El Universal, Mexico
An Anti-Gay Super Bowl?
By Lydia Cacho
It is obvious that there is a divide between homophobes and progressives inside the NFL, and this is no minor issue — recognizing this openly could transform the way in which non-heterosexuals experience football and sports in general.
Translated By Slava Osowska
4 February 2013
Edited by Lydia Dallett
Mexico - El Universal - Original Article (Spanish)
No sport (other than rugby) has such an intense concentration of pure and robust masculinity than American football. I’m writing this column as the Baltimore Ravens and the San Francisco 49ers vie for glory at the XLVII Super Bowl in New Orleans. But I’m not going to talk about what’s happening in the game, but rather what happened behind the scenes thanks to a scandal over whether there are gay players among the NFL greats.

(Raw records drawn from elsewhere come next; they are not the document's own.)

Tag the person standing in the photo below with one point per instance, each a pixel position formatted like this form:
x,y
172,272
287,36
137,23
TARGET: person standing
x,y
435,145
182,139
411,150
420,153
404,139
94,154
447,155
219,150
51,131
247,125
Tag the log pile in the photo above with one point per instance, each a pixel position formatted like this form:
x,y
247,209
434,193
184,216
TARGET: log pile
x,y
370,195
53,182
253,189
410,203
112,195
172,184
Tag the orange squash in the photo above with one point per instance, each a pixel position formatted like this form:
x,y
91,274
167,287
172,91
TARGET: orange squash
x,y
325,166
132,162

It all began with Chris Culliver, cornerback for the San Francisco 49ers. This 25-year-old young man, originally from Philadelphia, fell into the grips of one of the most snake-like radio personalities in the United States, Howard Stern. The hirsute host asked Culliver if there are any gay guys on the team. The African-American responded without irony, “No, we don't got no gay people on the team, they gotta get up out of here if they do. Can't be with that sweet stuff. Nah … can't be … in the locker room, man. Nah.”
The response was immediate — after all, it’s a scandal that in San Francisco – a city that is, in our neighbouring country, emblematic of LGBTTI* rights – a player would demonstrate his homophobia with such passion. The public relations department for the 49ers published an extremely heartfelt apology on behalf of Culliver, which, in short, said that the player didn’t mean what he said.
Adding insult to injury, the nose tackle Isaac Sopoaga, 32, and the linebacker Ahmad Brooks, 29, both with the 49ers, publicly denied having consented to appear in a public service announcement for the prevention of bullying against gays in sports (apparently after being hounded by antigay fans). The video can be seen on YouTube at: “It gets better Issac Sopoaga” or http://youtu.be/h86A3N78uHs.** It is obvious that there is a divide between homophobes and progressives inside the NFL and this is no minor issue — recognizing this openly could transform the way in which non-heterosexuals experience football and sports in general.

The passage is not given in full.